I have 5 of them in my tank already, they look like the same thing at least. mine are called chinese algae eaters. they help but dont get it all and my leaves are still wilting in places from algae. thanks for the suggestion! any others? (I was actually thinking about going and getting another 2 or 3 chinese algae eaters anyway)


----------



## grant48 (Sep 18, 2011)

HI Joe,

Chinese algae eaters do look a bit similar, but otto's are different. Oto is the short name for Otocinclus affinis. They are actually part of the pleco family but they do not grow more than 2 inches long so will not take over your tank. I have never seen anything like them. They are also very docile and will not try to suck the slime coat off your other fish like chines algae eaters will when they grow. I do recommend you ask to see some at your fish store. If you have an algae problem, google the name and you will see glowing reviews.
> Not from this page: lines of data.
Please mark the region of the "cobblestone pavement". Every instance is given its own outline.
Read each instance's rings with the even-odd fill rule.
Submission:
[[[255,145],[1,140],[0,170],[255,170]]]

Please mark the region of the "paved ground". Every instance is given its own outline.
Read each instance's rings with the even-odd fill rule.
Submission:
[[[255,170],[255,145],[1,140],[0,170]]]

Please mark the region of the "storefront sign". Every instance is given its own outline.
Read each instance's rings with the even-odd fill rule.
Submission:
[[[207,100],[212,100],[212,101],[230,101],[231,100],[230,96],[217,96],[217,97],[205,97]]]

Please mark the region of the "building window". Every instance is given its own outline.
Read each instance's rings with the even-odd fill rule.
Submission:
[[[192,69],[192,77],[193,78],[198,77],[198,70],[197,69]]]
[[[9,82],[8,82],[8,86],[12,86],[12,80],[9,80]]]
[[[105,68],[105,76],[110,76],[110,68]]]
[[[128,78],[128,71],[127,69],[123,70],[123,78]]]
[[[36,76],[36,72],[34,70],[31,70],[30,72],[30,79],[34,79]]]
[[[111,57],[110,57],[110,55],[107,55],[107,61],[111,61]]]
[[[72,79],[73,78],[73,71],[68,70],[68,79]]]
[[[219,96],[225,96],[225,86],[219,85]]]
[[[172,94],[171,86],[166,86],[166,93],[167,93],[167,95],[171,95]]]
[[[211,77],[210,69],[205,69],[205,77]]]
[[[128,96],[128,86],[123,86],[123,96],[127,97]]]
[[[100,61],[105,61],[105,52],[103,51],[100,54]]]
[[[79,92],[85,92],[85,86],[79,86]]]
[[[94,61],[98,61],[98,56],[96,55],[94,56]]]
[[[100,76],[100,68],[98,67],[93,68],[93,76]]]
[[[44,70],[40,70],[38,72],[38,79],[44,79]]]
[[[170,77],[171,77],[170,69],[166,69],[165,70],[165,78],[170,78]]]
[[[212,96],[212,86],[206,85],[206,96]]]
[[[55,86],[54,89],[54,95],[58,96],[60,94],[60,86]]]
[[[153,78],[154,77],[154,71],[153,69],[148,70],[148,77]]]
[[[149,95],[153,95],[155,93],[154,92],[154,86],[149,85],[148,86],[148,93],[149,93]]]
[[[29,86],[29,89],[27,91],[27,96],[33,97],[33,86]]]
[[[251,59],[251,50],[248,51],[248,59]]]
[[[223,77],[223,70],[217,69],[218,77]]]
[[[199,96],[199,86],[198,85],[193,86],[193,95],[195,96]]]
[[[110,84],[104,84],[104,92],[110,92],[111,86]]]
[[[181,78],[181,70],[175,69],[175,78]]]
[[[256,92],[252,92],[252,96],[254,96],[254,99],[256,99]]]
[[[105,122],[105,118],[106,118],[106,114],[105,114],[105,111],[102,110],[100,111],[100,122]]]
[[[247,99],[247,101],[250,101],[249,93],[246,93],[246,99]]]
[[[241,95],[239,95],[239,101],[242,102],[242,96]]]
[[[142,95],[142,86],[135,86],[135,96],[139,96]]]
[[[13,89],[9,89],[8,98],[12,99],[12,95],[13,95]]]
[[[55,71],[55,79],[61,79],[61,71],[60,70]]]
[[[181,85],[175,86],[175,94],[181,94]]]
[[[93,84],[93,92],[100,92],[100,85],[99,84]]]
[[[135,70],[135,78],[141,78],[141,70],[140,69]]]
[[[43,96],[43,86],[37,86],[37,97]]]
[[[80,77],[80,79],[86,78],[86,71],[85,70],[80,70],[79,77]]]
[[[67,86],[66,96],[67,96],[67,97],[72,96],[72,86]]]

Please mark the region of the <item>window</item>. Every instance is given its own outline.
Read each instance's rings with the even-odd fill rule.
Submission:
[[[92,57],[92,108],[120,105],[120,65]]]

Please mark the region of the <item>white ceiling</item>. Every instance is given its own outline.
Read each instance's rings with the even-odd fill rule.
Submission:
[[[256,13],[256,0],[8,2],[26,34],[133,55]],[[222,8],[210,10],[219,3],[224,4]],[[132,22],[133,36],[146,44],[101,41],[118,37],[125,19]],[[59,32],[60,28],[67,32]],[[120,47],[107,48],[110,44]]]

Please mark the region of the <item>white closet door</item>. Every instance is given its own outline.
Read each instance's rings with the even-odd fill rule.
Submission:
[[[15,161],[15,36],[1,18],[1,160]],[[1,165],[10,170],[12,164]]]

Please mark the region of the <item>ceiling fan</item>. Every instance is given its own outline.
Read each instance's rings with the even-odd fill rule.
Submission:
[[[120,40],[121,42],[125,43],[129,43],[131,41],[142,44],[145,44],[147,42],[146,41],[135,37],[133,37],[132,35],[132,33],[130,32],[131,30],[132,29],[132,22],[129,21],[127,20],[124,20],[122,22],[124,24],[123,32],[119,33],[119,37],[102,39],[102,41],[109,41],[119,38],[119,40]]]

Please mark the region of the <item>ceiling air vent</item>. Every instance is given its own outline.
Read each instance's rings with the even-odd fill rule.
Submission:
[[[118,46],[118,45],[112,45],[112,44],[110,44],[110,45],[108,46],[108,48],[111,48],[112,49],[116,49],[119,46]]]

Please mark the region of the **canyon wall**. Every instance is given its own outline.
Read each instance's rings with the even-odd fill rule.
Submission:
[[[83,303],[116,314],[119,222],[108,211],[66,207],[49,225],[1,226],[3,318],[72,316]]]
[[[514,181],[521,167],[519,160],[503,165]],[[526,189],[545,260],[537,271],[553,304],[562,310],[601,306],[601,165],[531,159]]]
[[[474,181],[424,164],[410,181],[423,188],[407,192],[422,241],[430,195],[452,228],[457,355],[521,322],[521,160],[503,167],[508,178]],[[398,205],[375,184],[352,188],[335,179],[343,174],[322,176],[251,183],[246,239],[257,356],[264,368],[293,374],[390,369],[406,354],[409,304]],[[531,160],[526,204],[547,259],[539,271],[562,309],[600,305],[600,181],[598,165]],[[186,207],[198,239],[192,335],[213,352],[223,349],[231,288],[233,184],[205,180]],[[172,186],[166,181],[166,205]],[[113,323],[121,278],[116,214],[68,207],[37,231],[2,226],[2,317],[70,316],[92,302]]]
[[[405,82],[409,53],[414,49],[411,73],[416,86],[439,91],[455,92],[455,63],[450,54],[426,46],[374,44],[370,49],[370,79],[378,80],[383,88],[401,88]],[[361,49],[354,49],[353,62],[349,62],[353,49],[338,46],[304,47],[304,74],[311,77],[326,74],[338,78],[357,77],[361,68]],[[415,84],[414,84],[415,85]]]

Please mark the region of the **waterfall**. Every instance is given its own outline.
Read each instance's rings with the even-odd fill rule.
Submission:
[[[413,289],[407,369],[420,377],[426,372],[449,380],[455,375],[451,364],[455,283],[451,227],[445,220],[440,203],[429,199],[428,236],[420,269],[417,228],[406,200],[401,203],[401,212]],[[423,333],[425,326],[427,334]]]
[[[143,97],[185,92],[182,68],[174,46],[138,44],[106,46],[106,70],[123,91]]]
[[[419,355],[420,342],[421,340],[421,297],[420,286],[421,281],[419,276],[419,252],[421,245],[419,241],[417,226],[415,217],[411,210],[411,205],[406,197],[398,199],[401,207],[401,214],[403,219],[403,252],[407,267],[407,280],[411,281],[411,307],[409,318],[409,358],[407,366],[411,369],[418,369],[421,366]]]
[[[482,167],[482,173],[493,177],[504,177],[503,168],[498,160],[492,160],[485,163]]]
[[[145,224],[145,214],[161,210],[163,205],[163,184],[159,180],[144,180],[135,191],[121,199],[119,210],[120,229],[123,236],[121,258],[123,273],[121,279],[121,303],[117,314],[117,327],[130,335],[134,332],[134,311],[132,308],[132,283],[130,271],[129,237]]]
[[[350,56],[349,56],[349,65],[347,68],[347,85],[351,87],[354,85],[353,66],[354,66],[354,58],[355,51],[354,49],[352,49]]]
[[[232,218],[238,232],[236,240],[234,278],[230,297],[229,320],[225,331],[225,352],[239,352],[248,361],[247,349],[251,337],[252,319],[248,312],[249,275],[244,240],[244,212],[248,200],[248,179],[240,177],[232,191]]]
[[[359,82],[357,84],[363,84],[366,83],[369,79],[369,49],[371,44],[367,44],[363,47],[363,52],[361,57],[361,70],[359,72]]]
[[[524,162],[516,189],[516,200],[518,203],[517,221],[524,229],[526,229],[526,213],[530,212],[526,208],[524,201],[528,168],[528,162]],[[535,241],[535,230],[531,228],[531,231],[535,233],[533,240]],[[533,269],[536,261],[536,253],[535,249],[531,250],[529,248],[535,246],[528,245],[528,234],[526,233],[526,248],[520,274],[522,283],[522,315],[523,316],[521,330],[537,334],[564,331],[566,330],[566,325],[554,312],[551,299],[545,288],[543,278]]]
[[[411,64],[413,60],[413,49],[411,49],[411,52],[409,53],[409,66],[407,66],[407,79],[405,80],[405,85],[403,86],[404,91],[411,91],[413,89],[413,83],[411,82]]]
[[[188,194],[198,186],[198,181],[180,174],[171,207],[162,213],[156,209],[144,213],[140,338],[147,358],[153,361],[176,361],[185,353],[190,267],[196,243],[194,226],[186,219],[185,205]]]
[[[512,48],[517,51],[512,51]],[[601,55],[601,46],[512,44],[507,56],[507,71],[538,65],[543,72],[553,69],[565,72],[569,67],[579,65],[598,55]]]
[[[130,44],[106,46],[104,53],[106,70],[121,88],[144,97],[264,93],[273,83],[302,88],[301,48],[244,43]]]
They do take some time to get used to new surroundings, but if they last the first month, apparently they can live up to ten years.

Cheers,

Grant


----------



## jrman83 (Jul 9, 2010)

Fish or shrimp cannot be your primary means of controlling algae. I find it much easier to control algae by adjusting the lighting period lower.


----------



## joevw007 (Jul 6, 2011)

jccaclimber said:


> Look into Estimative Index dosing as a method of avoiding algae. With the amount of light you have you're probably going to need to add some ferts as well. In my case adding CO2 and upping my fertilizer dose made my algae go in to hiding, and I don't have any algae eating fish yet, just maybe 10 tiny pond snails wandering around my 75g tank. You have light and a carbon source (CO2), but there are plenty of other things your plants need to grow as well.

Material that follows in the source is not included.